SV Load and Store

Links:

Vectorisation of Load and Store requires creation, from scalar operations, a number of different modes:

  • fixed stride (contiguous sequence with no gaps) aka "unit" stride
  • element strided (sequential but regularly offset, with gaps)
  • vector indexed (vector of base addresses and vector of offsets)
  • fail-first on the same (where it makes sense to do so)
  • Structure Packing (covered in SV by remap).

OpenPOWER Load/Store operations may be seen from fixedload and fixedstore pseudocode to be of the form:

lbux RT, RA, RB
EA <- (RA) + (RB)
RT <- MEM(EA)

and for immediate variants:

lb RT,D(RA)
EA <- RA + EXTS(D)
RT <- MEM(EA)

Thus in the first example, the source registers may each be independently marked as scalar or vector, and likewise the destination; in the second example only the one source and one dest may be marked as scalar or vector.

Thus we can see that Vector Indexed may be covered, and, as demonstrated with the pseudocode below, the immediate can be used to give unit stride or element stride. With there being no way to tell which from the OpenPOWER v3.0B Scalar opcode alone, the choice is provided instead by the SV Context.

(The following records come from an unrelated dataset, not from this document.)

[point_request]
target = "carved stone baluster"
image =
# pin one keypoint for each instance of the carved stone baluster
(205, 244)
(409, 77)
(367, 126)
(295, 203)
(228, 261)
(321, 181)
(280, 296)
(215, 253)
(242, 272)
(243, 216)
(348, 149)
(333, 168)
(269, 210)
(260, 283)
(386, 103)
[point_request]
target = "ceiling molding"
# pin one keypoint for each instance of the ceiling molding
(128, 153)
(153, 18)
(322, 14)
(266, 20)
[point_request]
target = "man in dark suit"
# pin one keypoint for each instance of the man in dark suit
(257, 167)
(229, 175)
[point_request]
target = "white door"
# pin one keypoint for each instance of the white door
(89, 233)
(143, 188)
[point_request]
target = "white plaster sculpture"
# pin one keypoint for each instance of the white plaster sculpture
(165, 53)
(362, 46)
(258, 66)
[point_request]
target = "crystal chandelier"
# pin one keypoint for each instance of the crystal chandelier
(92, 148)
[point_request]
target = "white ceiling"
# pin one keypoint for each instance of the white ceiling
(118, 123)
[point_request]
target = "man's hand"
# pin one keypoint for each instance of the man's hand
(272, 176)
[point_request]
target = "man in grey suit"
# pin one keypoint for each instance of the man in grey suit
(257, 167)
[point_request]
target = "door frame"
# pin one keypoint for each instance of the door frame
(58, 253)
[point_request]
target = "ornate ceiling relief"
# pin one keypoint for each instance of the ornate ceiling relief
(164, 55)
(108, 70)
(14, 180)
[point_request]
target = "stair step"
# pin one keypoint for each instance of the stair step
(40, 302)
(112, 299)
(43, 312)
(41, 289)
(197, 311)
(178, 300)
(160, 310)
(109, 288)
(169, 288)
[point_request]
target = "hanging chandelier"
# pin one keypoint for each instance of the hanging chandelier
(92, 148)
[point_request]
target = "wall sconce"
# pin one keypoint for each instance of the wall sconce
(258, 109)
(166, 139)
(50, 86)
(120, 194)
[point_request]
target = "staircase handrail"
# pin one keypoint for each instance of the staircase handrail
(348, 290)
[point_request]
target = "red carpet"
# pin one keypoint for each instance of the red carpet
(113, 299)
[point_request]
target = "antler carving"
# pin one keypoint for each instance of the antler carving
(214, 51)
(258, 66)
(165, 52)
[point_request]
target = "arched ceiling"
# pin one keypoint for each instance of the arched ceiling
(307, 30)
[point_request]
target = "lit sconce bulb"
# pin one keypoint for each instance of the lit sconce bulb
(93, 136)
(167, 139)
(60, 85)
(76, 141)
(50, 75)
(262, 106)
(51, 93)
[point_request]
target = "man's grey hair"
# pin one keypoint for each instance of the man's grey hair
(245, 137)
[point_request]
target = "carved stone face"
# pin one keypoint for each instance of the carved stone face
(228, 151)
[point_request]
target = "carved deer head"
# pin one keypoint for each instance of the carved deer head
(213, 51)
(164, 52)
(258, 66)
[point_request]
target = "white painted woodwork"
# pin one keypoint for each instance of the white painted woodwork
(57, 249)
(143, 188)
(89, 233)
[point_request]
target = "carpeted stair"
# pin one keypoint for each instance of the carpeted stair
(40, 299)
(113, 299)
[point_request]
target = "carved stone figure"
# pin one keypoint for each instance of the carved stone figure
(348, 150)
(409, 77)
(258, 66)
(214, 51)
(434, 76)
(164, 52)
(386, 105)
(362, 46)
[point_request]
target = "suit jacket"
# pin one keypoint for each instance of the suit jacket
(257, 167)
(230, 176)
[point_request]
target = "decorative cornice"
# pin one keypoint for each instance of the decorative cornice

# LD not VLD!  format - ldop RT, immed(RA)
# op_width: lb=1, lh=2, lw=4, ld=8
op_load(RT, RA, RC, op_width, immed, svctx, RAupdate):
  ps = get_pred_val(FALSE, RA); # predication on src
  pd = get_pred_val(FALSE, RT); # ... AND on dest
  for (i=0, j=0, u=0; i < VL && j < VL;):
    # skip nonpredicates elements
    if (RA.isvec) while (!(ps & 1<<i)) i++;
    if (RAupdate.isvec) while (!(ps & 1<<u)) u++;
    if (RT.isvec) while (!(pd & 1<<j)) j++;
    if svctx.ldstmode == bitreversed: # for FFT/DCT
      # FFT/DCT bitreversed mode
      if (RA.isvec)
        srcbase = ireg[RA+i]
      else
        srcbase = ireg[RA]
      offs = (bitrev(i, VL) * immed) << RC
    elif svctx.ldstmode == elementstride:
      # element stride mode
      srcbase = ireg[RA]
      offs = i * immed              # j*immed for a ST
    elif svctx.ldstmode == unitstride:
      # unit stride mode
      srcbase = ireg[RA]
      offs = immed + (i * op_width) # j*op_width for ST
    elif RA.isvec:
      # quirky Vector indexed mode but with an immediate
      srcbase = ireg[RA+i]
      offs = immed;
    else
      # standard scalar mode (but predicated)
      # no stride multiplier means VSPLAT mode
      srcbase = ireg[RA]
      offs = immed

    # compute EA
    EA = srcbase + offs
    # update RA?
    if RAupdate: ireg[RAupdate+u] = EA;
    # load from memory
    ireg[RT+j] <= MEM[EA];
    if (!RT.isvec)
        break # destination scalar, end now
    if (RA.isvec) i++;
    if (RAupdate.isvec) u++;
    if (RT.isvec) j++;

# reverses the bitorder up to "width" bits
def bitrev(val, VL):
  width = log2(VL)
  result = 0
  for _ in range(width):
    result = (result << 1) | (val & 1)
    val >>= 1
  return result

Indexed LD is:

# format: ldop RT, RA, RB
function op_ldx(RT, RA, RB, RAupdate=False) # LD not VLD!
  ps = get_pred_val(FALSE, RA); # predication on src
  pd = get_pred_val(FALSE, RT); # ... AND on dest
  for (i=0, j=0, k=0, u=0; i < VL && j < VL && k < VL):
    # skip nonpredicated RA, RB and RT
    if (RA.isvec) while (!(ps & 1<<i)) i++;
    if (RAupdate.isvec) while (!(ps & 1<<u)) u++;
    if (RB.isvec) while (!(ps & 1<<k)) k++;
    if (RT.isvec) while (!(pd & 1<<j)) j++;
    EA = ireg[RA+i] + ireg[RB+k] # indexed address
    if RAupdate: ireg[RAupdate+u] = EA
    ireg[RT+j] <= MEM[EA];
    if (!RT.isvec)
        break # destination scalar, end immediately
    if (!RA.isvec && !RB.isvec)
        break # scalar-scalar
    if (RA.isvec) i++;
    if (RAupdate.isvec) u++;
    if (RB.isvec) k++;
    if (RT.isvec) j++;

Note in both cases that svp64 allows RA-as-a-dest in "update" mode (ldux) to be effectively a completely different register from RA-as-a-source. This because there is room in svp64 to extend RA-as-src as well as RA-as-dest, both independently as scalar or vector and independently extending their range.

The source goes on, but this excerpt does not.